Uszkroeit founded Inceptive AI in 2021, aiming to use AI to design novel biomolecules for vaccines, therapies, and other treatments, essentially creating a new "biological software." Uszkroeit said, "My first child was born during the pandemic, and that really made me realize the fragility of life, among other reasons."


What lies ahead after Transformer?


Jensen Huang asked the team members about the most important improvements to the foundational design of Transformer. Gomez answered that a lot of work has been done to speed up these models in inference. However, Gomez expressed dissatisfaction with all the developments today being based on the fact of Transformer.


"I still feel uncomfortable with how similar we are to the original form. I think the world needs something better than Transformer," he said, adding that he hopes Transformer will be replaced by a "new performance peak." "I think it's too similar to something from six or seven years ago."


Jones mentioned that companies like OpenAI are currently using a lot of computational power. When Jensen asked about their interest in larger context windows and faster token generation, he said, "I think they're doing a lot of wasted computation." Jensen Huang quickly added, "We're working hard to improve efficiency."


Uszkroeit believes that the key to solving the computational problem lies in proper allocation. "It's really about putting in the right amount of effort and eventually energy," he said. Additionally, he finds the State Space Model (SSM) "too complex" and "not elegant enough."

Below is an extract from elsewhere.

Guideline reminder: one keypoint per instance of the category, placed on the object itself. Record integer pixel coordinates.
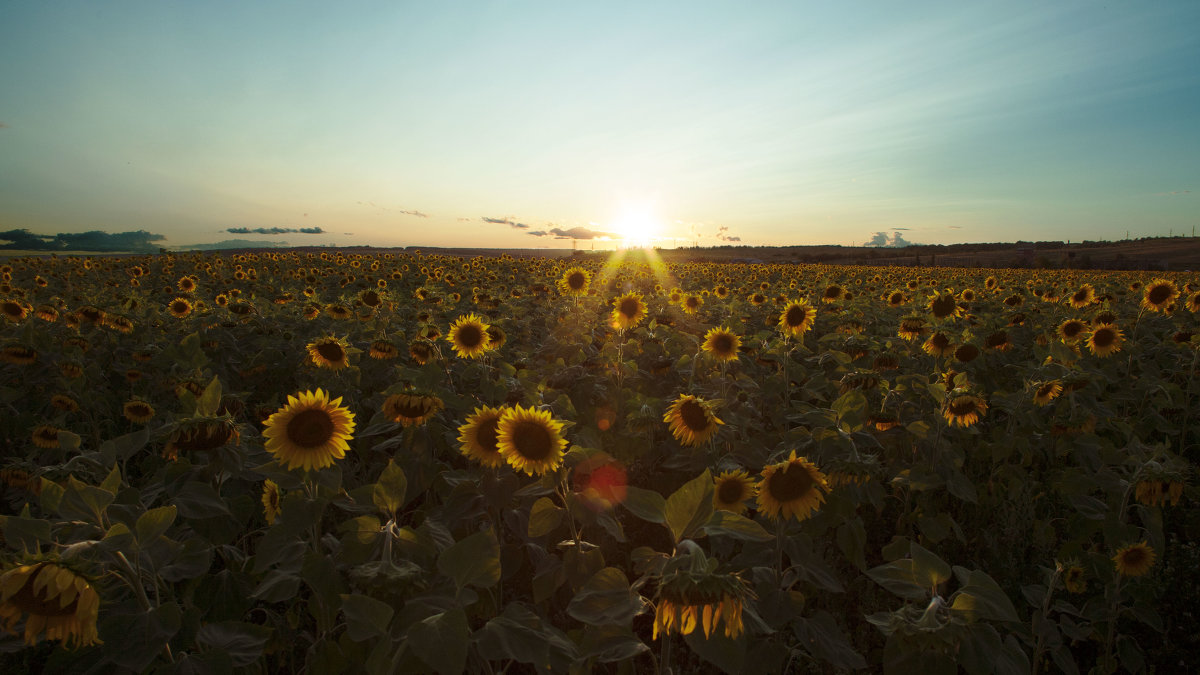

Meanwhile, Ashish Vaswani, CEO of Essential AI, believes that the right interface is crucial to create better models. "If we eventually want to build models that can imitate and learn how to solve tasks by observing us, then the interface becomes crucial," he said.


Jones believes that many young researchers have forgotten the era before Transformer. He stated that all the problems they faced when trying to make things work at that time are likely still present in these models. "People seem to have forgotten the era before Transformer, so they have to rediscover all those problems," he added.


Polusukhin mentioned that Transformer has a loop step. "Interestingly, I found that nobody really takes advantage of the fact that you can run the Transformer with a variable number of steps and train it differently," he said.


Meanwhile, Lukasz Kaiser believes that we never truly learned how to train recurrent layers using gradient descent. "I personally believe that we never really learned how to train recurrent layers using gradient descent. Maybe it's just not possible," he said.